# Data Gathering from Wikipedia 

Using Wikipedia API to create a list of movie franchises and the list of movies associated with them. 

In [None]:
pip install wikipedia

In [1]:
import requests
import json
from pathlib import Path
import pandas as pd
import wikipedia
from bs4 import BeautifulSoup
import re
import string

## Wikipedia API 

In [2]:
wiki = "https://en.wikipedia.org/wiki/"
page = wikipedia.page("Lists_of_feature_film_series")
raw_link_list = list(page.links)

In [3]:
link_list = []
for link in raw_link_list:
    if "List of feature" in link:
        link = link.replace(" ","_")
        link_list.append(link)
        
link_list

['List_of_feature_film_series_with_11_to_20_entries',
 'List_of_feature_film_series_with_eight_entries',
 'List_of_feature_film_series_with_five_entries',
 'List_of_feature_film_series_with_four_entries',
 'List_of_feature_film_series_with_more_than_twenty_entries',
 'List_of_feature_film_series_with_nine_entries',
 'List_of_feature_film_series_with_seven_entries',
 'List_of_feature_film_series_with_six_entries',
 'List_of_feature_film_series_with_ten_entries',
 'List_of_feature_film_series_with_three_entries']

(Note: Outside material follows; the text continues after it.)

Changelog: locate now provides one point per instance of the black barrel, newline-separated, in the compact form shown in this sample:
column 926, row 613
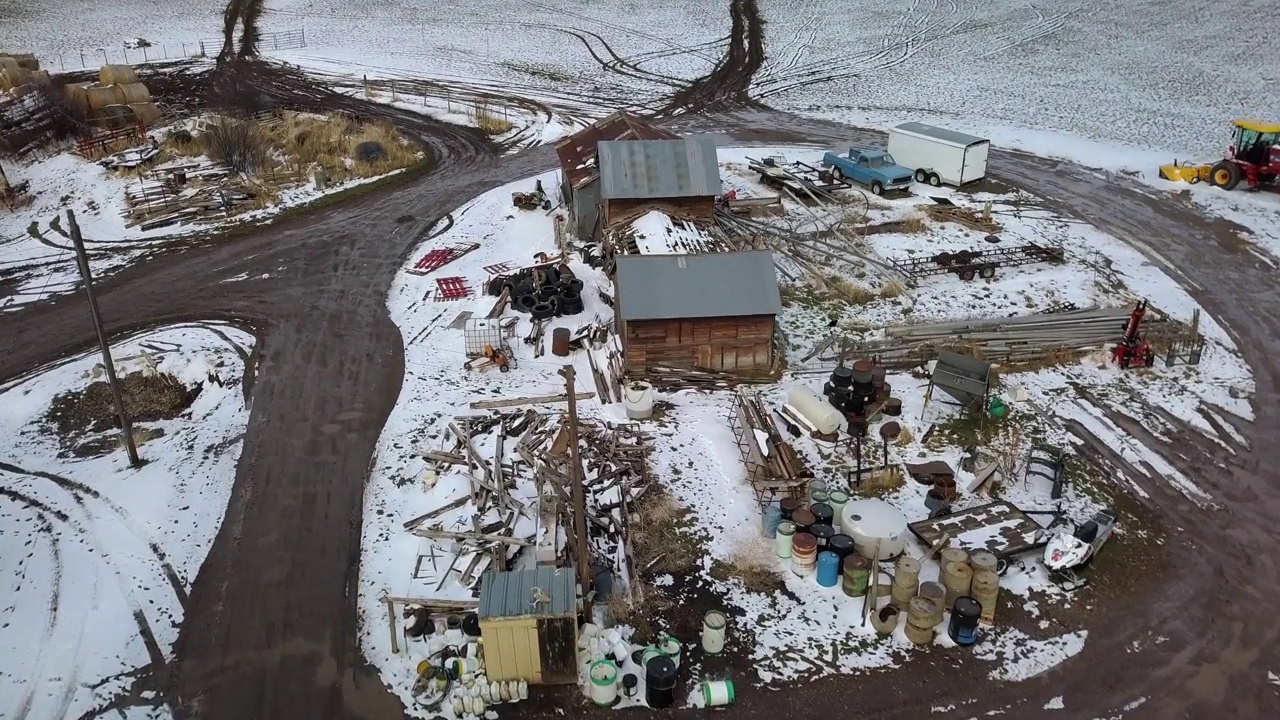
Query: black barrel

This function extracts the links from the "List of Feature Films" wiki page api.
These links are then used to find each franchise list on the corresponding pages using beautiful soup.

*Note: Unfortunately at this point we must transfer to using requests instead of the API as beautiful soup only works with html data structures, which the API does not provide.*

## Beautiful Soup

In [4]:
pages = []
for link in link_list:
    url = wiki + link
    html = requests.get(url).content
    soup = BeautifulSoup(html, "html.parser")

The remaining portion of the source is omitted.